Majjhima Nikaya. Los sermones medios del Buddha
Majjhima Nikaya. Los sermones medios del Buddha —Acéptalo brahmín, acéptalo brahmín. Estás experimentando en este mismo mundo el resultado de tus acciones, brahmín. De otro modo, el resultado de tus acciones te habría ido viniendo en los infiernos durante muchos años, durante muchos cientos de años, durante muchos miles de años[384]. Un día, estando en la soledad del retiro, y experimentando la felicidad de la liberación, el venerable Angulimāla exclamó solemnemente:
—Aquél que antes era descuidado pero después es diligente,
ése ilumina el mundo como la luna cuando no hay nubes.

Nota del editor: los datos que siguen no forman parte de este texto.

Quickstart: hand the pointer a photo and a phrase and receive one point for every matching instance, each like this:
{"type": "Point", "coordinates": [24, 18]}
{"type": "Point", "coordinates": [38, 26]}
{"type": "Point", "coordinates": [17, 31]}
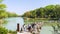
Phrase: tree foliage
{"type": "Point", "coordinates": [3, 30]}
{"type": "Point", "coordinates": [50, 11]}
{"type": "Point", "coordinates": [4, 13]}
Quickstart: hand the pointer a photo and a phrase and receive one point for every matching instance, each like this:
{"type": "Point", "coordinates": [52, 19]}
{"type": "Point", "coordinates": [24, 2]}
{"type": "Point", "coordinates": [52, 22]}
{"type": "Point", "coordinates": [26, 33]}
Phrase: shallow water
{"type": "Point", "coordinates": [12, 23]}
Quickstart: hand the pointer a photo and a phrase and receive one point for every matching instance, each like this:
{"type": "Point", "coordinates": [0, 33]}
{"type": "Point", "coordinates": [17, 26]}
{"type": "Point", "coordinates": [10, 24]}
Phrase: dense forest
{"type": "Point", "coordinates": [4, 13]}
{"type": "Point", "coordinates": [50, 11]}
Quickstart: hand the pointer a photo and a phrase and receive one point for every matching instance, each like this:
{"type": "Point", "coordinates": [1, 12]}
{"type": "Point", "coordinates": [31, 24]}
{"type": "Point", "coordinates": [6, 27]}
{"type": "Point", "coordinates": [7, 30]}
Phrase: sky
{"type": "Point", "coordinates": [22, 6]}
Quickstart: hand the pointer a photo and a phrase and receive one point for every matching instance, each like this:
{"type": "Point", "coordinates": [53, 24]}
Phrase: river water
{"type": "Point", "coordinates": [12, 25]}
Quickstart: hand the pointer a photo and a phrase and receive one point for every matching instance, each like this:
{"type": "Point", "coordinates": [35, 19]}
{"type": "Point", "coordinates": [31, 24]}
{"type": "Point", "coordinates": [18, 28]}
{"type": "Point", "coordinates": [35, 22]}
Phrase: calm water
{"type": "Point", "coordinates": [12, 23]}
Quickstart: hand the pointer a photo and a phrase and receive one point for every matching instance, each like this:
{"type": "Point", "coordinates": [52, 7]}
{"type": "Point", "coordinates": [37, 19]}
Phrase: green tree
{"type": "Point", "coordinates": [3, 30]}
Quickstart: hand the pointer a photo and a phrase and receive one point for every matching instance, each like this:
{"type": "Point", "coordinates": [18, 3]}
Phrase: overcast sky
{"type": "Point", "coordinates": [21, 6]}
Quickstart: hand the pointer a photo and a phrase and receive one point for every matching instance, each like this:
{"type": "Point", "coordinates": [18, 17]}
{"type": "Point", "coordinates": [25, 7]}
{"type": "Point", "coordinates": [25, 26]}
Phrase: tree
{"type": "Point", "coordinates": [3, 30]}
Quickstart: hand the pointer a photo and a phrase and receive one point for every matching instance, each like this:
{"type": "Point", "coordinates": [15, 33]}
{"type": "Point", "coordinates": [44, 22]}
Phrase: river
{"type": "Point", "coordinates": [12, 25]}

Quien estaba oscurecido por las malas acciones que hizo y por sus obras beneficiosas, ahora ya no lo está,
ése ilumina el mundo como la luna cuando no hay nubes.
El joven monje que practica la instrucción del Buddha
ése ilumina el mundo como la luna cuando no hay nubes.
Ojalá que mis enemigos escuchen una plática sobre la Enseñanza,
ojalá que mis enemigos practiquen la instrucción del Buddha.
Ojalá que mis enemigos sigan a esos hombres que, en paz, invitan a adopter la Enseñanza.